Healdsburg’s Greyhounds baseball team is looking forward to the playoff season, hoping that their near-misses during the regular schedule bring them the credibility they deserve.
“We swept Santa Rosa, swept St. Vincent’s, swept Piner,” said coach Mark Domenichelli. The day before, the Hounds had made the Piner Prospectors look helpless in the May 8 game at Rec Park, with a 20-2 win. Though the game was ended by the mercy rule in the fifth inning, truth be told the final result was telegraphed in the second inning when Healdsburg added 11 runs to its first-inning two, to put the score at 13-0.
The Piner team finally got on the board in the top of the fifth, but only after another big Healdsburg inning brought seven more across the plate. Leading the charge was second baseman Frank Rea who scored four runs, as Mason Radelfinger and Dillan Jocius crossed the plate three times each.
Only two teams in their league, the NBL-Redwood, have gotten the better of the Greyhounds this year: first-place Analy and second-place Montgomery. The NBL playoffs come up this week, starting with Analy vs. Healdsburg on May 13, and the final game on Friday May 15, which pits the winner of that game against the winner of the Montgomery-Santa Rosa game for the league championship.
Baseball fans take note: The NBL-Oak playoff follows the same schedule, and Friday, May 15, finds both sub-leagues playing for their championship at Rec Park here in Healdsburg. The Redwood teams face off at about 4:30pm, the Oak teams at 7pm.

However, Domenichelli is pretty happy with the team fielded this year. “It’s been another great year,” he said. “And I’ll tell you this: This group of seniors I had, I’ve had five of them for all four years of high school. They never played JV baseball.”
Those players, and others, have delivered record-setting seasons for Healdsburg baseball. Pitcher Alex Mauro-Manos recorded 21 wins, Isaiah Robles had 38 hits and Henry Smith drove in 29 runs as of last Friday’s game. But it was Hayden Mariani who stood out, breaking three school records with 88 hits, 86 runs and 40 stolen bases.
“It’s funny because if you think about it, they won 65 games in their baseball career at Healdsburg High School, which is the most by any team. That’s an unbelievable stat,” Domenichelli said.
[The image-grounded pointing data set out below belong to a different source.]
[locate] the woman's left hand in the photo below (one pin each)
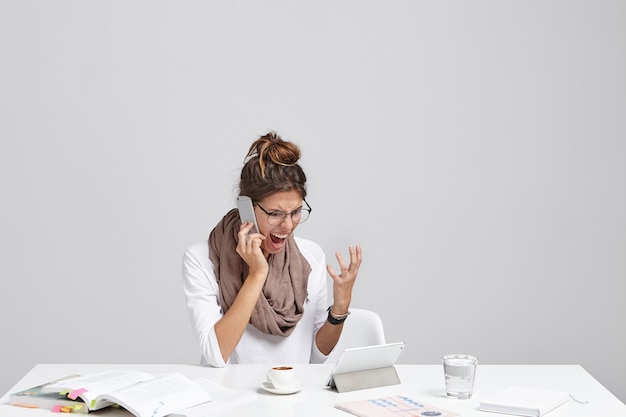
(344, 282)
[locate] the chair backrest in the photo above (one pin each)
(361, 328)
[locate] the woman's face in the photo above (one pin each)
(276, 234)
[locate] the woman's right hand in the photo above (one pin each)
(249, 248)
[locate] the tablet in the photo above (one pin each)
(366, 357)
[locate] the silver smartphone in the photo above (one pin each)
(246, 212)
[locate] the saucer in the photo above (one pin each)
(267, 386)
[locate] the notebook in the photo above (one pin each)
(523, 401)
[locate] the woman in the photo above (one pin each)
(261, 298)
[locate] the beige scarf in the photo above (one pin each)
(281, 304)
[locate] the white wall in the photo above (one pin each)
(475, 149)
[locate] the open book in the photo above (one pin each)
(141, 393)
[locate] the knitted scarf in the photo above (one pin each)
(281, 303)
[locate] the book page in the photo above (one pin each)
(89, 387)
(160, 396)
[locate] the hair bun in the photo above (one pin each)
(271, 148)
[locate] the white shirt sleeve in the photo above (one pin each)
(201, 292)
(202, 295)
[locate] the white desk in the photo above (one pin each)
(421, 382)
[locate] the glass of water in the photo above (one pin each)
(459, 371)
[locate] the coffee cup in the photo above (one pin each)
(282, 377)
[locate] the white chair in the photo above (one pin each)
(361, 328)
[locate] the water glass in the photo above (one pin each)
(459, 371)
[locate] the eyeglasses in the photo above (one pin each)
(297, 216)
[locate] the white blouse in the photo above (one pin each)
(201, 292)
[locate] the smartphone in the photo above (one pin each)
(246, 212)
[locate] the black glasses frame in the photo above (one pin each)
(284, 215)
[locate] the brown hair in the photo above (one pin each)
(271, 166)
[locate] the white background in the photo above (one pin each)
(475, 149)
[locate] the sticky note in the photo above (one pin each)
(74, 394)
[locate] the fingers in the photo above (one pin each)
(356, 257)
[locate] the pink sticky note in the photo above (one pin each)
(74, 394)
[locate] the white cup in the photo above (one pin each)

Domenichelli has coached Healdsburg baseball for many of his 27 years with the school as a kinesiology (PE) teacher, but he still finds reason to look ahead to next year when several key players will return, despite the senior-heavy lineup he’s worked with this year. Among them are Damon Smith, Anthony Espinoza, pitcher Noah Wong and Rea, a superb three-sport athlete who will be a senior next year.
But first come the league playoffs, and the following week the division tournament. As they say in the game, “Keep your eye on the ball.”